Para comenzar nuestra explicación debemos deciros que este grabado es el número 17 del libro Emblematum sacrorum et civilium miscellaneorum,Diversos emblemas sagrados y civiles’. El libro fue escrito por Jacob Bornitz, conocido en alemán como Jakob ─1560-1625─, un escritor, jurista y diplomático de la Silesia austríaca de los siglos XVI y XVII.

Metamorfosis mutua de las cosas, Jakob Bornitz

DESCRIPCIÓN:

Ignis aquae vires, vice mira, aqua concipit ignis: Mutua naturae semina quaeque gerunt.

Traducción: ‘El fuego y el agua tienen poderes, en un giro maravilloso, el agua concibe al fuego: Cada uno lleva las semillas de la naturaleza mutua’.

¿Qué significa esto, queridos amigos?

En el mundo de las transmutaciones, todos nosotros sabemos acerca de las diversas potencialidades que poseen los cuatro elementos de la naturaleza, a saber: el agua, el fuego, el aire y la tierra. Escrito está que en el inicio de la creación estos elementos fueron mezclados inteligentemente por la bendita MULAPRAKRITI ─Divina Madre Cósmica─ para comenzar a darles forma a las unidades planetarias que hoy conforman nuestro Sistema Solar.
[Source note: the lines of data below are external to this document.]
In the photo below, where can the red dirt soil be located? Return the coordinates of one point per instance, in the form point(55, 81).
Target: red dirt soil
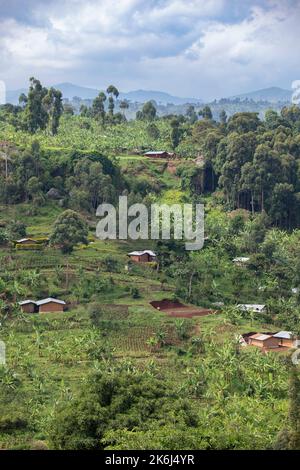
point(176, 309)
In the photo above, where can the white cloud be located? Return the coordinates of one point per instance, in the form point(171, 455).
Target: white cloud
point(182, 46)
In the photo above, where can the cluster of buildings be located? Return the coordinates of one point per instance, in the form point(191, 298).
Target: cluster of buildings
point(42, 306)
point(159, 154)
point(144, 256)
point(282, 339)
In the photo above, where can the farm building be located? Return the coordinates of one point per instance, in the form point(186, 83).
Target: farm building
point(42, 306)
point(262, 340)
point(26, 241)
point(287, 339)
point(144, 256)
point(50, 305)
point(158, 154)
point(241, 261)
point(258, 308)
point(28, 306)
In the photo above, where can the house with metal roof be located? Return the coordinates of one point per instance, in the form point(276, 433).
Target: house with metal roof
point(259, 308)
point(144, 256)
point(287, 339)
point(42, 306)
point(262, 340)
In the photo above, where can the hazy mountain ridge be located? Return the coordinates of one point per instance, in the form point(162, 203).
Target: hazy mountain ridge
point(271, 94)
point(69, 90)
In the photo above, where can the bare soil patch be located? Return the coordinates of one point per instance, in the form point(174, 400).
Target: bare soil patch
point(179, 310)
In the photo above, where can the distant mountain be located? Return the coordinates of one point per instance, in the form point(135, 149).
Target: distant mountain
point(272, 94)
point(69, 90)
point(160, 97)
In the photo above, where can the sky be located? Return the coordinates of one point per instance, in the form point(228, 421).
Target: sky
point(190, 48)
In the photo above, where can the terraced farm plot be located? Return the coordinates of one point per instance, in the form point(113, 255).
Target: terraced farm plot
point(135, 339)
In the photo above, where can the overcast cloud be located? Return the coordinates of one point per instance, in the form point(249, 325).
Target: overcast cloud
point(195, 48)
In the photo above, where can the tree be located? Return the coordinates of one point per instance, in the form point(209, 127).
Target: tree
point(206, 113)
point(54, 107)
point(98, 109)
point(148, 112)
point(113, 92)
point(69, 229)
point(124, 105)
point(289, 438)
point(35, 114)
point(223, 117)
point(153, 131)
point(176, 132)
point(191, 114)
point(111, 401)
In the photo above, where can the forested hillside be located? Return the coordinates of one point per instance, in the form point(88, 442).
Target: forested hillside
point(112, 371)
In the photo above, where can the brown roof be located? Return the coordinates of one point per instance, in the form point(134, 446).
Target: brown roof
point(261, 336)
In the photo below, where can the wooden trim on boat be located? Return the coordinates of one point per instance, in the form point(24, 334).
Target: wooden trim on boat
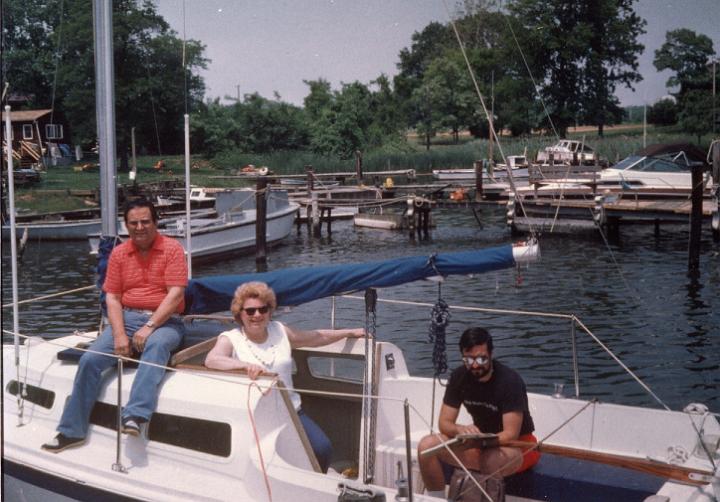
point(190, 352)
point(299, 426)
point(687, 475)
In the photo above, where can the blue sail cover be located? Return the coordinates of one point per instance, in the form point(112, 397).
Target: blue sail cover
point(301, 285)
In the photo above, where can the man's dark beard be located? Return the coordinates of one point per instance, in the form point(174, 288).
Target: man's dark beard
point(482, 372)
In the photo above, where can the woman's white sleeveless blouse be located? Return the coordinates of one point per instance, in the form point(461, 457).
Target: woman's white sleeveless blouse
point(274, 354)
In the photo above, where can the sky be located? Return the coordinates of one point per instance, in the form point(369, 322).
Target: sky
point(271, 46)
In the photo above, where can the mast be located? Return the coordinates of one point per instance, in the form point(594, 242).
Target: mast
point(105, 113)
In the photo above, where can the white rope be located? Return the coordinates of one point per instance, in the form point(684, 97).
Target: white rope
point(52, 295)
point(622, 364)
point(491, 124)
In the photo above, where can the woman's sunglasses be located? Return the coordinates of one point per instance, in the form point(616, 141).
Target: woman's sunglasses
point(251, 310)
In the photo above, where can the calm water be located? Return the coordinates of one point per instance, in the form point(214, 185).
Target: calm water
point(635, 295)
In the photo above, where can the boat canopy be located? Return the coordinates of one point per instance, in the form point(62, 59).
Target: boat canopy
point(296, 286)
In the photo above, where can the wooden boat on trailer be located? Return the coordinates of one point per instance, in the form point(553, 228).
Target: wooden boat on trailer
point(217, 435)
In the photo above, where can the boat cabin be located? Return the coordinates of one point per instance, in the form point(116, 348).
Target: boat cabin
point(39, 138)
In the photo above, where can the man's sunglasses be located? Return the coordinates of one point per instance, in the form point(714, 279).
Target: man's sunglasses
point(251, 310)
point(480, 360)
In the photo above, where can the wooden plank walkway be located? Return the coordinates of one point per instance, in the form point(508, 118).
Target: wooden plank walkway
point(657, 207)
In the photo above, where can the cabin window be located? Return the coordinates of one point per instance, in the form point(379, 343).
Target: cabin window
point(36, 395)
point(196, 434)
point(336, 368)
point(53, 131)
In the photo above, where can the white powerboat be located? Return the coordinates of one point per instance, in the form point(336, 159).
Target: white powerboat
point(230, 228)
point(518, 165)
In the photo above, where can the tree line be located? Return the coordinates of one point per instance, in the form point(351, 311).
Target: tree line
point(539, 65)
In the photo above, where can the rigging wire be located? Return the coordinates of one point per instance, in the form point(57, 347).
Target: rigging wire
point(184, 62)
point(57, 62)
point(536, 88)
point(633, 294)
point(491, 125)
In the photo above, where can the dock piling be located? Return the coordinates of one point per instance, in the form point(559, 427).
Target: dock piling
point(695, 219)
point(478, 165)
point(358, 167)
point(315, 214)
point(261, 220)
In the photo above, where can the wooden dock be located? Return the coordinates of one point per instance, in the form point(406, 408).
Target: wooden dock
point(583, 215)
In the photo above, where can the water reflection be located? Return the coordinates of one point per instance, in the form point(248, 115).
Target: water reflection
point(634, 296)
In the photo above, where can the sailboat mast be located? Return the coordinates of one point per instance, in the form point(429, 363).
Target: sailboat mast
point(105, 113)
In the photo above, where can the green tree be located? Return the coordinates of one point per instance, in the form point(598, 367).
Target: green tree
point(663, 113)
point(687, 54)
point(318, 99)
point(579, 51)
point(612, 59)
point(28, 48)
point(696, 114)
point(150, 80)
point(344, 126)
point(450, 94)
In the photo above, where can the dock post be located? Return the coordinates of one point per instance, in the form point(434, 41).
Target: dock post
point(311, 175)
point(410, 214)
point(695, 219)
point(358, 167)
point(315, 214)
point(261, 221)
point(715, 220)
point(478, 179)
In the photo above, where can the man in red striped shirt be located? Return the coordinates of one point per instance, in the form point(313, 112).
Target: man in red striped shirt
point(144, 286)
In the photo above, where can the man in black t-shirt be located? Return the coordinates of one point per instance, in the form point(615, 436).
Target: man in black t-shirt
point(495, 397)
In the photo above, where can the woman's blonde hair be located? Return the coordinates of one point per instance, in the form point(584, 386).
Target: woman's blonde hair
point(257, 290)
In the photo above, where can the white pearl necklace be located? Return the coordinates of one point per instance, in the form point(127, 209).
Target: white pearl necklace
point(251, 347)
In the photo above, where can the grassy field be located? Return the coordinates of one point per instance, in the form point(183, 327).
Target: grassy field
point(65, 188)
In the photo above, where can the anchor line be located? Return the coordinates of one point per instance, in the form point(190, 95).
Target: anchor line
point(52, 295)
point(257, 436)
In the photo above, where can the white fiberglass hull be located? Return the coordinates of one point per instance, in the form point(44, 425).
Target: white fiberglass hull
point(158, 470)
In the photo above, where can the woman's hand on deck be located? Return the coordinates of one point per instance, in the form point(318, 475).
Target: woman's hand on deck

En el centro de nuestro grabado, el artista, seguro conocedor de estos fenómenos metafísicos, nos muestra a un personaje que con su mano derecha, teniendo en ella una jarra, escancia el líquido elemento sobre una especie de plato del que brotan unas llamas. Este grabado nos está diciendo lo que afirmaron y siguen afirmando los verdaderos Maestros del arte hermético: «En el agua duerme el fuego»

De manera análoga, cuando nos referimos al trabajo alquímico particular que debemos poner en marcha en nuestra estructura o anatomía, todos debemos comprender que en nuestras aguas genesíacas o seminales se halla latente el Fuego Secreto que nuestra Divina Madre Kundalini pondrá en marcha cuando esas aguas hayan sufrido sus metamorfosis.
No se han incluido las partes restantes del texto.